Just as soma makes you jolly, PwC’s semi-imagined anti-slacker drug will make you brilliant. No more distractions, no more idle meandering. You will be an überworker. 

The risks of workforce medication are obvious and range from addiction and adverse reactions to corporate liability for employees’ behaviour while taking a productivity enhancer. The ethical quandaries, however, make the practical questions seem like minor bumps in the road. Worker-drugging might be good for productivity and economic growth but it would diminish the importance of human free will. The choice to take a mind-altering substance, even if freely made, surrenders our intellectual capacity and moral decision-making to the mechanics of psychopharmacology. The work ethic ceases to be a virtue and becomes, in part at least, a function of chemicals stimulating synapses. Values that were once (and still just about) cherished in the world of work — calm reflection, clearheadedness, and personal effort — would be discarded in favour of hyperactivity, artificially-altered thinking, and chemical cheating. 
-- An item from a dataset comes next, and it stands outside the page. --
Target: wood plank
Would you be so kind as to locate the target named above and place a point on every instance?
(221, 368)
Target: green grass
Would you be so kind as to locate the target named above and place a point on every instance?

And while PwC’s crystal ball depicts a voluntary model, the nature of most workplaces would bring intense pressure to bear on dissenters. If employers today can insist that staff don’t have drugs in their system when they come to work, why couldn’t the employers of tomorrow demand the opposite? How long before the use of cognitive-improving treatments crept into job adverts and contracts? If PwC’s survey is anything to go by, most of us wouldn’t be that bothered.  

Yet we should be. Our bodies and our minds belong to us and they should not be medically modified to serve a corporate bottom line. The answer to automation is not to turn ourselves into automatons. This insidious notion should go back in the pillbox it came in.